Railway station in Rüsselsheim am Main, Germany

Rüsselsheim station is a transit station in the town of Rüsselsheim am Main in the German state of Hesse on the Main Railway from Mainz to Frankfurt am Main. It is classified by Deutsche Bahn as a category 3 station. The station is served by the Rhine-Main S-Bahn and by regional trains. There is another station in Rüsselsheim, Rüsselsheim-Opelwerk station, which is served by S-Bahn trains only.

The station was opened in 1863. The Rüsselsheim train disaster occurred near the station on 2 February 1990, killing 17 persons and severely injuring 145.

==Services==
Rüsselsheim lies in the area served by the Rhein-Main-Verkehrsverbund (Rhine-Main Transport Association, RMV). It is used by Rhine-Main S-Bahn trains operated by DB Regio and buses.

=== Trains===
Services on lines S8 and S9 each operate at 30-minute intervals on the Wiesbaden Hauptbahnhof–Hanau Hauptbahnhof route. Together the two lines operate at 15-minute intervals through Rüsselsheim. Line S8 runs through Mainz Hauptbahnhof to Wiesbaden Hauptbahnhof, while line S9 runs via Kostheim Bridge to Mainz-Kastel and Wiesbaden Hauptbahnhof.

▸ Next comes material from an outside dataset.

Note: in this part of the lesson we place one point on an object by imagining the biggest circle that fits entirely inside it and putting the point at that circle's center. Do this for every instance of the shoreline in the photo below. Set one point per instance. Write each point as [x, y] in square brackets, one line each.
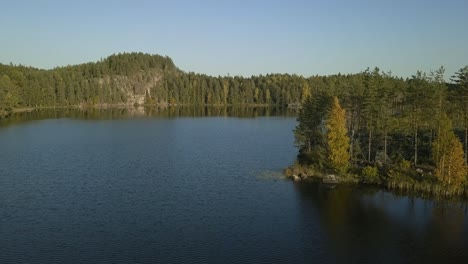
[407, 183]
[4, 113]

Rüsselsheim station is also served by Regional-Express trains running between Koblenz Hauptbahnhof and Frankfurt (the Mittelrhein-Main-Express, RE 2) and between Saarbrücken Hauptbahnhof and Frankfurt (Rhein-Nahe-Express, RE 3), each running every two hours, resulting in an approximately hourly service as far as Mainz. In the peak hours there are a few Regionalbahn services to Idar-Oberstein and to Bingen Hauptbahnhof. Hessische Landesbahn also operates an hourly service (RE 58) from to Frankfurt Airport, Frankfurt South, Hanau, Aschaffenburg and Laufach.

===Buses ===

Rüsselsheim station has a large bus station. It is served by city bus routes 6, 11, 31, 32, 41, 42, 51, and 52, and regional bus line 1 to Flörsheim (Main) station. Rüsselsheim Bahnhof Südseite bus stop to the south of the station is served by routes L1, 22, 24, 28, 72, and 752.